As states prepare to receive historic federal broadband funding and broadband providers continue to expand their networks across the country, you might be wondering…how does cable internet work?
The bottom line: While getting homes and businesses online is a complex process, the most crucial component to expanding connectivity is what’s known as the “last mile.”
What is the Last Mile?
The “last mile” is what physically connects a home or building to a broadband provider’s network. In fact, you can see the last-mile infrastructure in your neighborhood or residential area – likely in the form of a wire running from a utility pole to home or business.
- The “last mile” is like the driveway that connects your home or building to the main road, where all the hustle and bustle is happening.
- Last-mile infrastructure brings data from the broadband network to your computer, phone, or other device and is key to achieving future-proof speeds.
Building the Network
The “last mile” is one of the network’s toughest and most expensive parts to build out.

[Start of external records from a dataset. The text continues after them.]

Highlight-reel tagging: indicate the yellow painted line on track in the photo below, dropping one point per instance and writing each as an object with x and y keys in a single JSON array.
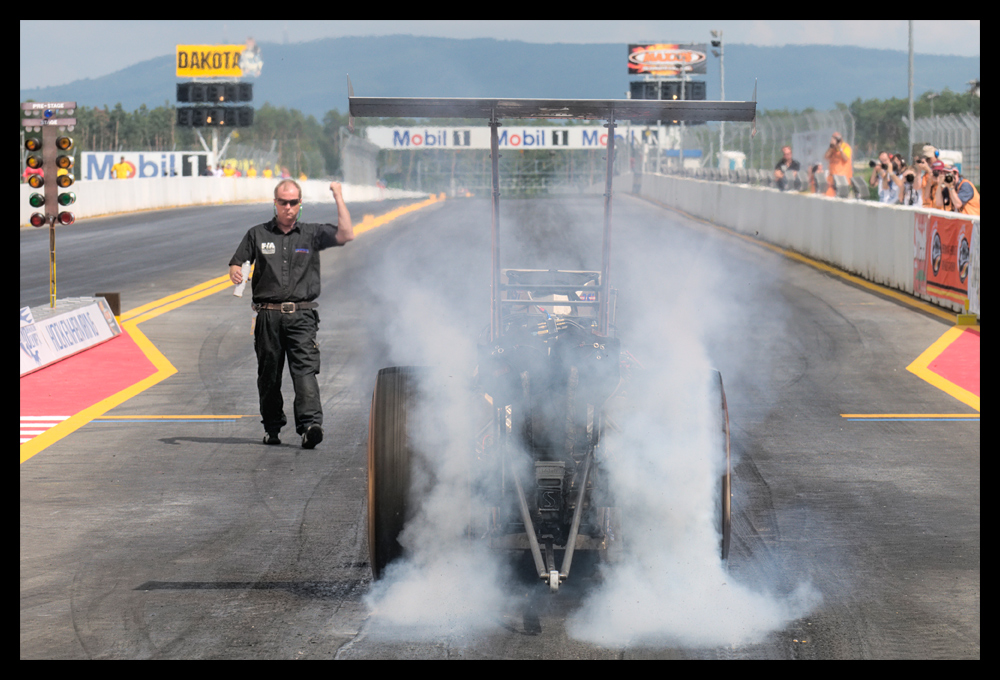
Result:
[
  {"x": 909, "y": 415},
  {"x": 197, "y": 417},
  {"x": 920, "y": 368},
  {"x": 905, "y": 298},
  {"x": 130, "y": 321}
]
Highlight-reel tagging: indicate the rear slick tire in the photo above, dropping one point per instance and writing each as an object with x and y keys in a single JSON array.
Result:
[{"x": 389, "y": 462}]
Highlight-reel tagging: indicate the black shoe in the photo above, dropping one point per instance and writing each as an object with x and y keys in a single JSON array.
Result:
[{"x": 312, "y": 437}]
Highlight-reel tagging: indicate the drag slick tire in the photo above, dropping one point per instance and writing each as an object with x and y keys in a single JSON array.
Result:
[{"x": 390, "y": 458}]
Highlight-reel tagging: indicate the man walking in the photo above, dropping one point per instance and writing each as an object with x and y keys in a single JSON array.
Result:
[{"x": 286, "y": 283}]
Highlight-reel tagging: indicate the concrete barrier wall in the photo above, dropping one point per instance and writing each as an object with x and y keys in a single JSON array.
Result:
[
  {"x": 105, "y": 197},
  {"x": 871, "y": 240}
]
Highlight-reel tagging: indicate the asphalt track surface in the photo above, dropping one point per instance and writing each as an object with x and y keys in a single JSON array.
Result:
[{"x": 158, "y": 538}]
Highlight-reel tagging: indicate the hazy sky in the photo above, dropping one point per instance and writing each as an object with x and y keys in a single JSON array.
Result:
[{"x": 97, "y": 48}]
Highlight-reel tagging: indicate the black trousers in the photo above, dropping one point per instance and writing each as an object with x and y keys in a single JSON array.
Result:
[{"x": 277, "y": 336}]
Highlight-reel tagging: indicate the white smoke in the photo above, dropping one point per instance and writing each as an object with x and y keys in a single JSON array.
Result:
[
  {"x": 671, "y": 586},
  {"x": 444, "y": 586}
]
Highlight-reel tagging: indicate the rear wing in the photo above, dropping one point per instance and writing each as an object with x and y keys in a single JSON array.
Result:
[{"x": 493, "y": 110}]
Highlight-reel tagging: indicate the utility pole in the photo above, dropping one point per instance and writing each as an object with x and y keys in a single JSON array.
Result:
[
  {"x": 910, "y": 132},
  {"x": 721, "y": 53}
]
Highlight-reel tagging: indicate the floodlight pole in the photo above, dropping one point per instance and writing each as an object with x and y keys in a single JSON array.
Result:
[
  {"x": 910, "y": 156},
  {"x": 495, "y": 320},
  {"x": 606, "y": 247}
]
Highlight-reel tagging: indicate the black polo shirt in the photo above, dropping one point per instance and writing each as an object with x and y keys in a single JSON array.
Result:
[{"x": 287, "y": 265}]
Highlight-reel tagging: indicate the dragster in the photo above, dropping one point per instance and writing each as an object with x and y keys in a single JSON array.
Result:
[{"x": 549, "y": 367}]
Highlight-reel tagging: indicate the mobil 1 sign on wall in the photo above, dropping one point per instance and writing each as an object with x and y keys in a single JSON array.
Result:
[{"x": 142, "y": 164}]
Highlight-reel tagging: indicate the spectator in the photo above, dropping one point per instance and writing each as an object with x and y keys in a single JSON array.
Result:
[
  {"x": 874, "y": 179},
  {"x": 839, "y": 158},
  {"x": 954, "y": 192},
  {"x": 930, "y": 190},
  {"x": 786, "y": 165},
  {"x": 968, "y": 195},
  {"x": 888, "y": 182},
  {"x": 909, "y": 189},
  {"x": 813, "y": 169}
]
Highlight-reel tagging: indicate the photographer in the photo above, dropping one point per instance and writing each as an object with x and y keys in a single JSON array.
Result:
[
  {"x": 838, "y": 158},
  {"x": 954, "y": 192},
  {"x": 785, "y": 166},
  {"x": 909, "y": 189},
  {"x": 889, "y": 183}
]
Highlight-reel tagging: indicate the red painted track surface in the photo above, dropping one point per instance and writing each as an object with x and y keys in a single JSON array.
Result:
[
  {"x": 82, "y": 380},
  {"x": 959, "y": 362}
]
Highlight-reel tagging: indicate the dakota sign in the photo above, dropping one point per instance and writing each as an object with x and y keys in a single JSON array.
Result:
[
  {"x": 667, "y": 59},
  {"x": 209, "y": 61},
  {"x": 519, "y": 137}
]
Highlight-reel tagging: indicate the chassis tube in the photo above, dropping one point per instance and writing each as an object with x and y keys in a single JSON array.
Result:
[
  {"x": 529, "y": 529},
  {"x": 577, "y": 514}
]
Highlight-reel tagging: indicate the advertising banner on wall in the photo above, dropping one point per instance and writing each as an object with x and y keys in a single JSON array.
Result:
[
  {"x": 142, "y": 164},
  {"x": 57, "y": 336},
  {"x": 942, "y": 257},
  {"x": 521, "y": 137},
  {"x": 667, "y": 59}
]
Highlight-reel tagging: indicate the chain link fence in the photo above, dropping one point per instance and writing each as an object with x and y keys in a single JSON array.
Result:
[
  {"x": 957, "y": 132},
  {"x": 807, "y": 133}
]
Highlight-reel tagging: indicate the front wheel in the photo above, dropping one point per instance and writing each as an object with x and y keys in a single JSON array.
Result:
[{"x": 724, "y": 500}]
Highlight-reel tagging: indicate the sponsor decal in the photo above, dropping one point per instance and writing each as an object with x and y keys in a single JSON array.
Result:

This is especially true in rural and remote regions with fewer people, far distances between homes and buildings, and challenging terrain.
Yes, but: Broadband providers have found creative solutions to reach these areas of the country and connect them to high-speed internet:
- One alternative to reach homes that are miles apart is fixed wireless technologies that use radio waves (also known as spectrum) to extend a signal miles beyond where the physical wires stop.
- Providers regularly collaborate with local governments, businesses, nonprofits, and community organizations to fund broadband expansion in hard-to-reach areas.
The Work Continues
Everyone deserves the chance to benefit from broadband and all the opportunities it brings.
With the allocation of federal broadband funding underway, we’ve never been closer to bridging America’s digital divide.
Take action: Join #ConnectivityCounts to ensure that state leaders use every dollar efficiently and effectively by:
- Prioritizing the unconnected: Invest in projects that will bring broadband to communities without any connectivity while taking measures to avoid unnecessary waste, fraud, and abuse.
- Partnering with experienced internet providers: Cable broadband providers have connected 82 million Americans to high-speed internet, including over 9 million in the last three years. States should leverage cable providers’ expertise, resources, and technology to get the job done right.
- Supporting broadband assistance programs: Internet assistance programs play a vital role in enabling millions of Americans to access broadband.
Together, through expansion, collaboration, and empowerment, we can connect all of America to high-speed internet, down to the last mile.